Extracellular vesicles (EVs) represent another tool to examine underlying pathophysiology of diabetes mellitus [12]. EVs are a diverse group of cell-derived membranous structures that include exosomes, microvesicles, and apoptotic bodies that are released by cells [13, 14]. In decompression illness, microparticles increase with an associated drop in pGSN levels [15]. EVs may be found in numerous bodily fluids including plasma, serum, and urine [13, 14]. They contain molecular cargo, including several types of RNAs, nuclear DNA, mitochondrial DNA, proteins, and lipids [14,15,16,17,19]. EVs mediate intercellular communication and are also associated with multiple immune, metabolic, and neoplastic diseases including diabetes mellitus [12,13,14, 20]. Our previous work found higher levels of circulating EVs in White adults with diabetes compared to those without diabetes or to African Americans with or without diabetes, suggesting that EVs may play a role in diabetes mellitus differentially in certain demographic groups [21].

In this study, we examined the association of pGSN with diabetes mellitus in a large, diverse cohort of African American and White adults with or without diabetes mellitus.
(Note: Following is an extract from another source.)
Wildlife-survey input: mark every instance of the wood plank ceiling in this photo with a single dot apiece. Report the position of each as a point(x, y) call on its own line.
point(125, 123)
We also investigated whether there was a relationship between EV concentration and pGSN in diabetic individuals. Additionally, we examined how the social determinants of health, race and poverty, affect pGSN levels. Levels of pGSN were measured at two different time points to determine whether pGSN levels changed over time in this cohort.

Methods

Study sample

Participants were chosen from the Healthy Neighborhoods of Diversity across the Life Span (HANDLS) study of the National Institute on Aging Intramural Research Program, National Institutes of Health. HANDLS is an ongoing, prospective study that examines how race and socioeconomic status influence aging and age-related disease [22]. The study consists of African American and White adults aged 30–64 at baseline living in Baltimore, Maryland, USA. The baseline accrual occurred between 2004 and 2009. Race was self-identified as African American or White. Participants were either above or below poverty as defined by 125% of the 2004 U.S. Health and Human Services Poverty Guidelines at enrollment. Participants provided written informed consent. The HANDLS study is approved by the Institutional Review Board of the National Institutes of Health.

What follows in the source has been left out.